Here's the problem: There are no state-level charges against Stone, which means that Roger-dodger can place his faith in a pardon. If not for the pardon factor, I think Stone would have given Trump the middle-finger salute by now.

But will Donnie actually do it? Each pardon would generate a wildfire of animosity, and I'm not sure that saving Roger Stone's ass would justify the expenditure of so much political capital. Although the two men were good friends for a number of years, one can easily visualize Stone's gaudy bespoke suits displaying tire tracks from the bus to Trumpsville.

Then again, I predicted the arrival of that bus a year ago, and it still hasn't shown up. So...who knows?

This recent story on the Malloch business generated an intriguing nugget:
Malloch said the agents quizzed him about topics ranging from “top-secret code word government clearances in an earlier era” to his being a fan of the Philadelphia Eagles, then zeroed in on matters related to the Trump campaign and the Russian investigation.
What the hell...? Why would they ask about an old code word?
The agents, according to Malloch, asked him whether he had been to the Ecuadorian embassy in London, where WikiLeaks founder Julian Assange has lived in asylum since 2012. Malloch said he told the agents he had never been to that embassy.
Well, someone functioned as Stone's go-between to Assange.

For the longest time, there was speculation as to whom that go-between might be. Stone wouldn't name a name. This noted Stone-watcher (whom I believe to be Ryan Lizza) fingered Randy Credico, a "journalist" who plumped for Sanders during the election and who now seems to function as a Trump apologist. (A typical progression, that.) Seizing upon this, Stone said that it was indeed Credico.

But Credico says otherwise. So now attention has turned to Malloch.

Someone is lying. Credico notably took the Fifth when asked to testify to the House, which -- by definition -- means that he's hiding something that might tend to incriminate him.

Now go here:
Stone said Nunberg has done a "disservice" and that Credico has a "selective or faulty" memory. They appear on Melber's show to respond.
Ari Melber's words sum up the situation nicely...
"Even if you put aside Mueller's Stone subpoena and put aside Stone's public defense of Assange and Stone's claimed intermediate to Assange and Stone's attempt to meet with Assange. You could even put aside the logical ethering of Stone's defense by his own associates -- Nunberg and Credico -- and you could put aside Stone's apparent prediction that WikiLeaks material was going to come out before it leaked.
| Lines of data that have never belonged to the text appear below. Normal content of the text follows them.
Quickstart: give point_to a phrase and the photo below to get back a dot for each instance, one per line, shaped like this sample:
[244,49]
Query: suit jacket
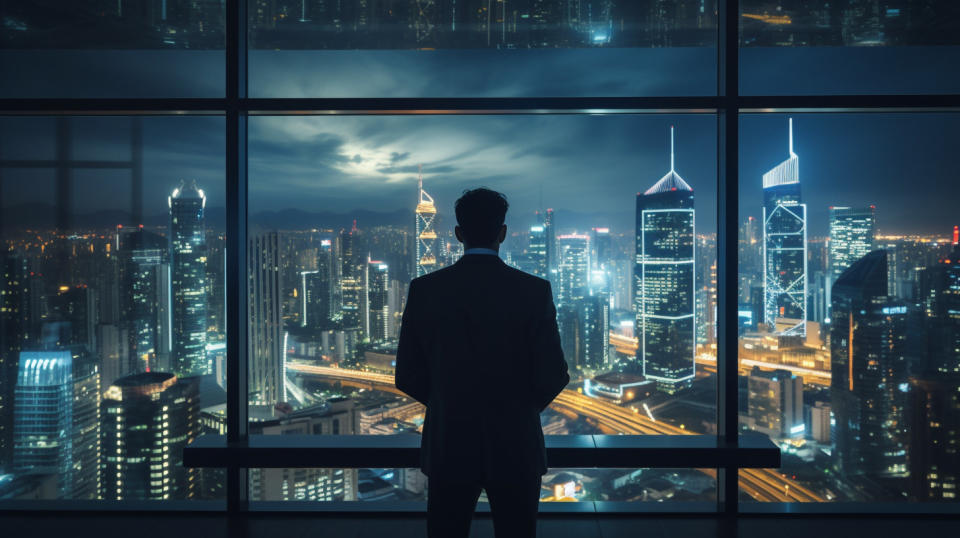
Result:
[479,346]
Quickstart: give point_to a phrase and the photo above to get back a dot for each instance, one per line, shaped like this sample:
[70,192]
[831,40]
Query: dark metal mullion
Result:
[492,105]
[236,178]
[727,216]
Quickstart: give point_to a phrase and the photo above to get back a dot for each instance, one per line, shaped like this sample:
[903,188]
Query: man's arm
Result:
[549,367]
[411,371]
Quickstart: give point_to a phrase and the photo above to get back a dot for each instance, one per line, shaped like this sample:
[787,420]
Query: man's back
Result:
[479,346]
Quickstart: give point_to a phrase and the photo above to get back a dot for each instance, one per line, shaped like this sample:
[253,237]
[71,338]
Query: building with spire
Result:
[868,381]
[664,273]
[784,247]
[425,253]
[188,280]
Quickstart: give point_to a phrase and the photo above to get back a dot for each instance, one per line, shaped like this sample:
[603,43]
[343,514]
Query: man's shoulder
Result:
[450,272]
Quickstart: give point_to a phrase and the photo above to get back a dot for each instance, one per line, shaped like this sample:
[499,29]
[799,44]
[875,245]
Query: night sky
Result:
[586,166]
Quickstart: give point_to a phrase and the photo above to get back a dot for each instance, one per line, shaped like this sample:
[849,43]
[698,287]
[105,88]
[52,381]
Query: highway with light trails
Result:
[762,484]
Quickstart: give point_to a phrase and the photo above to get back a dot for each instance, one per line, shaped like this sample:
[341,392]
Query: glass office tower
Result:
[425,236]
[664,281]
[377,291]
[851,238]
[266,321]
[537,261]
[784,248]
[868,382]
[148,419]
[144,282]
[57,420]
[188,280]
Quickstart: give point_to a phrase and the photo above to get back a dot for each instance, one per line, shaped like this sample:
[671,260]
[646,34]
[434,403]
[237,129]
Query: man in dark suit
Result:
[479,346]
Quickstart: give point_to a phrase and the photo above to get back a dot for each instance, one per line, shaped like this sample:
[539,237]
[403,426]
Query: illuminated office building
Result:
[775,403]
[338,416]
[317,289]
[148,419]
[784,247]
[188,281]
[595,319]
[940,300]
[664,276]
[57,420]
[851,238]
[868,379]
[602,248]
[425,259]
[934,419]
[144,282]
[377,292]
[352,267]
[574,268]
[265,350]
[538,263]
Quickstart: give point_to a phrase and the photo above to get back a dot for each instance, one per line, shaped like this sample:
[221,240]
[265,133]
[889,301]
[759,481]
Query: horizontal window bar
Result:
[507,105]
[563,451]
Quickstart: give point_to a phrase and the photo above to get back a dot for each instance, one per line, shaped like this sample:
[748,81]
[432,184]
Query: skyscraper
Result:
[664,281]
[574,268]
[550,229]
[775,403]
[934,419]
[148,418]
[188,280]
[425,259]
[537,262]
[144,278]
[265,333]
[851,238]
[868,334]
[377,291]
[595,319]
[57,420]
[784,248]
[352,267]
[940,300]
[602,247]
[317,289]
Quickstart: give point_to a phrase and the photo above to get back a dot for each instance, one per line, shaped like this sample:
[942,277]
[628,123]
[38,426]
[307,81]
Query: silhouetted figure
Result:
[479,346]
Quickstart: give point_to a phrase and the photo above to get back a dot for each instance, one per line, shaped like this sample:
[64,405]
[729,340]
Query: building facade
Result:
[664,280]
[188,281]
[148,419]
[784,247]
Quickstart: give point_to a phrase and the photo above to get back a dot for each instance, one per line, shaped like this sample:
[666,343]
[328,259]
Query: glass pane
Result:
[793,47]
[50,48]
[849,316]
[111,326]
[346,211]
[481,48]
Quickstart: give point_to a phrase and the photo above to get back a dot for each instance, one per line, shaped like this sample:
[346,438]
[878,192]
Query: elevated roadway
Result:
[762,484]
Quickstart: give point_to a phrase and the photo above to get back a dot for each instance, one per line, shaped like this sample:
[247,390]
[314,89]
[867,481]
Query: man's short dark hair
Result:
[480,214]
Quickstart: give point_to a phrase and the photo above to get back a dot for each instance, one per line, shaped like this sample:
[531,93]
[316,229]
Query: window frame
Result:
[727,104]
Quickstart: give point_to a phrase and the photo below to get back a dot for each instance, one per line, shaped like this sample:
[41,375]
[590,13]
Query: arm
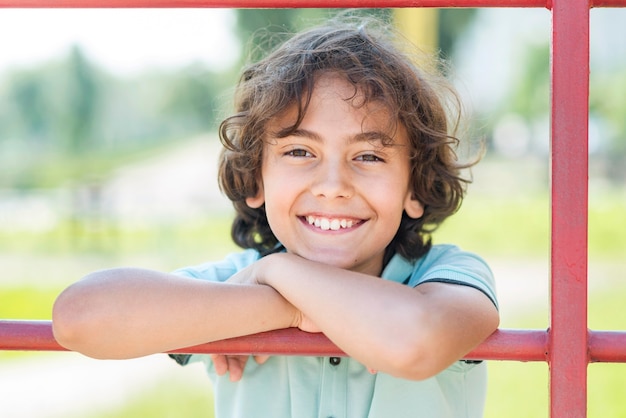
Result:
[124,313]
[407,332]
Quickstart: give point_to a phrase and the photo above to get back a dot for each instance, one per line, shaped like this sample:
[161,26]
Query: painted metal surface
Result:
[568,355]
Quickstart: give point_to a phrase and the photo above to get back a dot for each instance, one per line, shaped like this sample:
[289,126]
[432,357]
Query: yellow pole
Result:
[419,25]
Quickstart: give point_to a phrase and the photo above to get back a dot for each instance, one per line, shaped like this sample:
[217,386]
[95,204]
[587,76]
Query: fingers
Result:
[233,364]
[220,363]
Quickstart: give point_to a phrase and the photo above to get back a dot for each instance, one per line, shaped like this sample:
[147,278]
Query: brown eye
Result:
[298,153]
[369,158]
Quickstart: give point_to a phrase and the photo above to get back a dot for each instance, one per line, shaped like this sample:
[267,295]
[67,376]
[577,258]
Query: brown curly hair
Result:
[368,58]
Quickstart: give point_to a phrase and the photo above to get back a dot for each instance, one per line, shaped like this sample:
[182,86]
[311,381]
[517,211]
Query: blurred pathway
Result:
[62,385]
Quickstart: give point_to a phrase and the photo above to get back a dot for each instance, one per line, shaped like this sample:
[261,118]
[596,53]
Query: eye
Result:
[298,152]
[369,158]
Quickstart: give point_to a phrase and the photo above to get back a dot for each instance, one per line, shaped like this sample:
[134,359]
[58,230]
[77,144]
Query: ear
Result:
[257,200]
[413,207]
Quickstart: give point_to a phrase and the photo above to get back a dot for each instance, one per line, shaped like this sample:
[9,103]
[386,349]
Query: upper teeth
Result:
[332,224]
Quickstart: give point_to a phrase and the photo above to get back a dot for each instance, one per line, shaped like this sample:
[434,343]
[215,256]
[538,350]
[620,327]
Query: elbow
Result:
[75,321]
[68,323]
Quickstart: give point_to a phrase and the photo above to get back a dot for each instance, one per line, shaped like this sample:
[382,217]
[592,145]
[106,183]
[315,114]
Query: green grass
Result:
[171,399]
[498,227]
[520,390]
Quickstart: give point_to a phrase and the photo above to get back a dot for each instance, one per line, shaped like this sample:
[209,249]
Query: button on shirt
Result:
[322,387]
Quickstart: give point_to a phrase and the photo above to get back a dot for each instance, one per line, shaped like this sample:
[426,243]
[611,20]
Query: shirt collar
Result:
[398,269]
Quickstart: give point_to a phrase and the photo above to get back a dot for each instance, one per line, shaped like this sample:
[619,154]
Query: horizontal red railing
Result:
[255,4]
[504,344]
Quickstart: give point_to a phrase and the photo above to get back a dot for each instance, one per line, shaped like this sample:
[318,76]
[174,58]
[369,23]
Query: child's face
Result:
[332,192]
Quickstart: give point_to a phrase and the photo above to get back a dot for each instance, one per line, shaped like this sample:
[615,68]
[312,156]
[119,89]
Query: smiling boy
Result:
[339,162]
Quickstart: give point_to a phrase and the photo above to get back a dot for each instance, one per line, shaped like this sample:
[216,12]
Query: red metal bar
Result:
[521,345]
[270,3]
[568,352]
[607,346]
[287,3]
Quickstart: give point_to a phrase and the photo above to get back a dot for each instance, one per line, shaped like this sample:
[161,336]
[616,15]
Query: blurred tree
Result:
[28,105]
[81,105]
[453,22]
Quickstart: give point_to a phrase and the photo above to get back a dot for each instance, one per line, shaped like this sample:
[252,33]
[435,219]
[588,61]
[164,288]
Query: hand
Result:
[233,364]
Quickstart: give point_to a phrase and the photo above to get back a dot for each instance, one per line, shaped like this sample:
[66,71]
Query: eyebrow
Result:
[369,136]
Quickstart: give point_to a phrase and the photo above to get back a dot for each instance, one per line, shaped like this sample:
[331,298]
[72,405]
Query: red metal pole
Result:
[568,351]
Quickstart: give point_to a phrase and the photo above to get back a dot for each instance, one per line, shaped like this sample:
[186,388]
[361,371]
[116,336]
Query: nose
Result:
[333,178]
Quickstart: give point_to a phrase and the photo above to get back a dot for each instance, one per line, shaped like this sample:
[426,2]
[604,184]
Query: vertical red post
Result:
[568,352]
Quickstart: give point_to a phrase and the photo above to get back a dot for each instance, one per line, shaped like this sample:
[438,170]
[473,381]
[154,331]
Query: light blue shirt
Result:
[322,387]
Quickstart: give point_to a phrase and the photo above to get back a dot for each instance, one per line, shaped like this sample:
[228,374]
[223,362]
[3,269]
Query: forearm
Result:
[124,313]
[365,316]
[407,332]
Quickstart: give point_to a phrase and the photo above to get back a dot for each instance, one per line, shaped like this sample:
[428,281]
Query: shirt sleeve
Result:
[449,264]
[219,271]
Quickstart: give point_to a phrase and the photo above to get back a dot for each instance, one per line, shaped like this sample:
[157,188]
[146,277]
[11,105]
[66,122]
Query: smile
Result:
[327,224]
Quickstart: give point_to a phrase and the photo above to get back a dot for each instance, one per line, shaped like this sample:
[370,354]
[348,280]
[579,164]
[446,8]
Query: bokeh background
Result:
[108,154]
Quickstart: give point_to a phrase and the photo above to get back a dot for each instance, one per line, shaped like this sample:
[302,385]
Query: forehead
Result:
[334,97]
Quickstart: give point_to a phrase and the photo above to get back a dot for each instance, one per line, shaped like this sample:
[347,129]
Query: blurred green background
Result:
[100,168]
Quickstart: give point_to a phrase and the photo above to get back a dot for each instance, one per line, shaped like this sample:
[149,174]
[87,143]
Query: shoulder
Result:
[451,264]
[220,270]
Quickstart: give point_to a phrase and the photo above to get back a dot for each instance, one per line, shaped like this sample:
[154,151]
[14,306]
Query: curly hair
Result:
[369,59]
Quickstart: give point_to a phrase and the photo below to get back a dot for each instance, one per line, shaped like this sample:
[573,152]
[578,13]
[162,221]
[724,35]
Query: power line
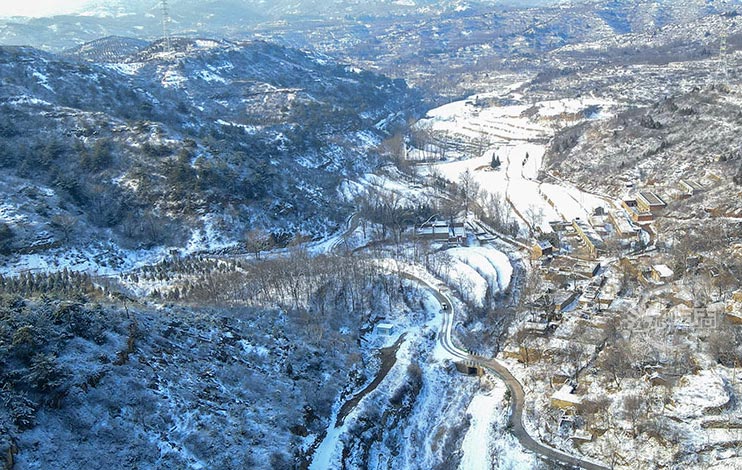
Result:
[166,26]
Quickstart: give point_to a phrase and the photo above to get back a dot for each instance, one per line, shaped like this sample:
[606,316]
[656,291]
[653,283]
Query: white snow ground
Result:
[518,140]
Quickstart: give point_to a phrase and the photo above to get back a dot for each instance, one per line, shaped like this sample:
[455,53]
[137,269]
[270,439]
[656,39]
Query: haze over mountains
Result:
[372,234]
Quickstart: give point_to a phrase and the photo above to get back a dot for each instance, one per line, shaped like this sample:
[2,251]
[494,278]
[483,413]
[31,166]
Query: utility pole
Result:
[166,26]
[723,63]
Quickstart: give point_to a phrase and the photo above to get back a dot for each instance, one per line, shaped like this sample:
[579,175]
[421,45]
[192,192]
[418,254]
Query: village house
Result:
[637,215]
[690,187]
[661,273]
[542,248]
[592,240]
[385,329]
[453,233]
[622,225]
[648,201]
[563,300]
[565,398]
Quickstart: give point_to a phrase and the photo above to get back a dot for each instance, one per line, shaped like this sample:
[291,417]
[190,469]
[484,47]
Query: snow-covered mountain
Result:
[158,148]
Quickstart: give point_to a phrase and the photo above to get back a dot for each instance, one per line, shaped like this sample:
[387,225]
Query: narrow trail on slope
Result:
[388,358]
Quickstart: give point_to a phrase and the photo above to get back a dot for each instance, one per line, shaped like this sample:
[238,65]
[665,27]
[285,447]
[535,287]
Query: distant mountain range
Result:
[121,140]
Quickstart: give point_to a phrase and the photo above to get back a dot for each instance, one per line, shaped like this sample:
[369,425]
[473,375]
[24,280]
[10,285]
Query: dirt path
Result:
[518,396]
[388,358]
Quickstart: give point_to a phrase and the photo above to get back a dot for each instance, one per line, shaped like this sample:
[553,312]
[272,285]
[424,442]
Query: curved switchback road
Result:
[518,396]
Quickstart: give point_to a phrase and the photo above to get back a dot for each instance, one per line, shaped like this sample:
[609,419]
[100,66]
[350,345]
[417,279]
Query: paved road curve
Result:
[517,394]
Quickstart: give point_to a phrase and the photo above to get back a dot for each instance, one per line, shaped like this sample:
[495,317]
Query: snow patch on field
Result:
[487,444]
[475,271]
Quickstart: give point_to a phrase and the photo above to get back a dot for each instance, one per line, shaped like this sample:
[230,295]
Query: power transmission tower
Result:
[723,59]
[166,26]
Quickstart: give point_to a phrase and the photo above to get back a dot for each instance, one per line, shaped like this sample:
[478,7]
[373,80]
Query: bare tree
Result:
[469,189]
[65,223]
[257,240]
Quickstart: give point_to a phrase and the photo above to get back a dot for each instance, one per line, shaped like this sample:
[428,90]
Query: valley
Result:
[410,235]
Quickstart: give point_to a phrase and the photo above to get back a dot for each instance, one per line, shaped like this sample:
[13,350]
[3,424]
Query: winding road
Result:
[518,396]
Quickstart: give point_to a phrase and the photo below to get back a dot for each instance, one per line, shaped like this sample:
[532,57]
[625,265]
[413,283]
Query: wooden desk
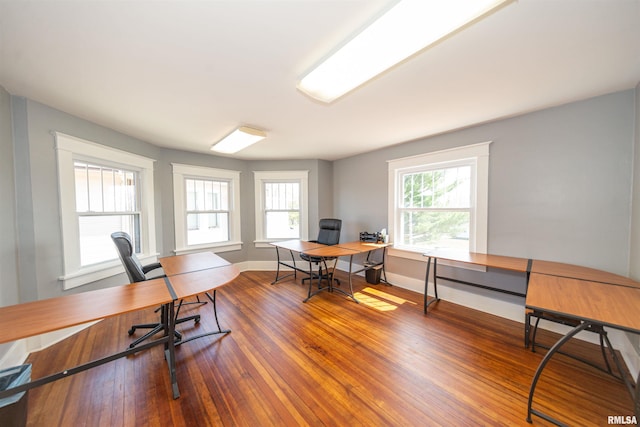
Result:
[591,303]
[297,246]
[578,272]
[325,252]
[521,265]
[38,317]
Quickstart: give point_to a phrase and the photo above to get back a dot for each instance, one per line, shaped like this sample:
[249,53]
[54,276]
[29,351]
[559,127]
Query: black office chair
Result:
[138,273]
[329,234]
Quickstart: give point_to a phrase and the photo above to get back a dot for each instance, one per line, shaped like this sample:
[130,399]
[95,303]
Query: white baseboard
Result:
[20,350]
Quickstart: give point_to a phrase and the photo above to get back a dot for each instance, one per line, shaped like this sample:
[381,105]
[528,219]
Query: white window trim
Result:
[480,191]
[180,173]
[69,148]
[260,177]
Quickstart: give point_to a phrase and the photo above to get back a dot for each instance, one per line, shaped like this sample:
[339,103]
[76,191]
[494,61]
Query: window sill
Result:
[215,248]
[97,272]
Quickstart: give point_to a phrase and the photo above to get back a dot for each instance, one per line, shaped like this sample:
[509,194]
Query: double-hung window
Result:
[439,200]
[102,190]
[206,208]
[281,205]
[107,200]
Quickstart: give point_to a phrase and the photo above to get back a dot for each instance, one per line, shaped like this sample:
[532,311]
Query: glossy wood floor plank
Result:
[325,362]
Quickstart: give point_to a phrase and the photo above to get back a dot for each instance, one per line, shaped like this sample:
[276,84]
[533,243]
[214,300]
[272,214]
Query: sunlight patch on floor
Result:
[380,300]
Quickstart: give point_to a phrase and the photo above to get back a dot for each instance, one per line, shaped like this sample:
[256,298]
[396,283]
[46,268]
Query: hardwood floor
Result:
[325,362]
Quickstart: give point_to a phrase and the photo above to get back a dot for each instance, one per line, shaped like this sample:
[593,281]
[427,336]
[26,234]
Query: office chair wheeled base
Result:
[159,327]
[220,331]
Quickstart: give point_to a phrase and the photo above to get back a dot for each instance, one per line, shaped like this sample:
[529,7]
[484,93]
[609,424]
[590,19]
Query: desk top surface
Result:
[188,263]
[42,316]
[38,317]
[497,261]
[605,303]
[331,251]
[363,246]
[297,245]
[198,282]
[340,249]
[578,272]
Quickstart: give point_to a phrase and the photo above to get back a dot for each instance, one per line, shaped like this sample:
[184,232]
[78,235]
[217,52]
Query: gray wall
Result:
[40,236]
[9,242]
[560,183]
[634,251]
[560,188]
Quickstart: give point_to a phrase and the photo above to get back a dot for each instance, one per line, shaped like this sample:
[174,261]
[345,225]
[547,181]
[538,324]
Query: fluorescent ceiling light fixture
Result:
[408,27]
[239,139]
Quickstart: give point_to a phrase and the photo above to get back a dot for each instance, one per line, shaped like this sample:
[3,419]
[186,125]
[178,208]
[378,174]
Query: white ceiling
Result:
[183,74]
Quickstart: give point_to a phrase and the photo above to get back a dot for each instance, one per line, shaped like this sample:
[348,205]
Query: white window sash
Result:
[70,148]
[260,178]
[478,156]
[182,172]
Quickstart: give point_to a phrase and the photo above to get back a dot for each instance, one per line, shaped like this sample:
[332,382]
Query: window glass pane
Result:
[282,225]
[207,228]
[108,189]
[435,229]
[95,236]
[223,196]
[82,187]
[94,176]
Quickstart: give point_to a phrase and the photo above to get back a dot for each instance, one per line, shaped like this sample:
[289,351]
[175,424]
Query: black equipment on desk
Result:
[371,237]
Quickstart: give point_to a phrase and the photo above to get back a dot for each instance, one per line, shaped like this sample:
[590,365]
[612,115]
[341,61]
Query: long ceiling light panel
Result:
[239,139]
[407,28]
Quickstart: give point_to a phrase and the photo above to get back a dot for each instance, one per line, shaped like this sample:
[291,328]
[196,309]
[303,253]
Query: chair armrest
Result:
[150,267]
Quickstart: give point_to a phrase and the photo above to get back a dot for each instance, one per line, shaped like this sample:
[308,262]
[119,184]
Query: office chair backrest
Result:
[128,257]
[329,233]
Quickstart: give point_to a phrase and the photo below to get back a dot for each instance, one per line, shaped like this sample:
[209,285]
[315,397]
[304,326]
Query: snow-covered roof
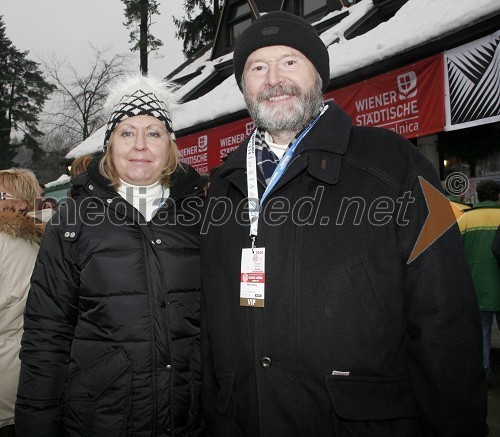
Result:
[417,22]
Put all that aside and you still have Roger Stone publicly confessing to contact with the alleged Putin spy behind the criminal hacking of the DNC emails and an international election conspiracy to subvert American democracy. That's a lot. It kind of leads to the only question left for Roger Stone if he ever does face Mueller's investigators: At this point, is your best defense to tell them I lied about everything?"
That's one of the virtues of being Roger Stone: If forced to say "I lied," you can get away with it. All you need is a certain impudent bravado. I'm thinking of Joe Mantegna in House of Games: Sure I'm a con artist. You knew that going in. "I'm from the United States of kiss-my-ass."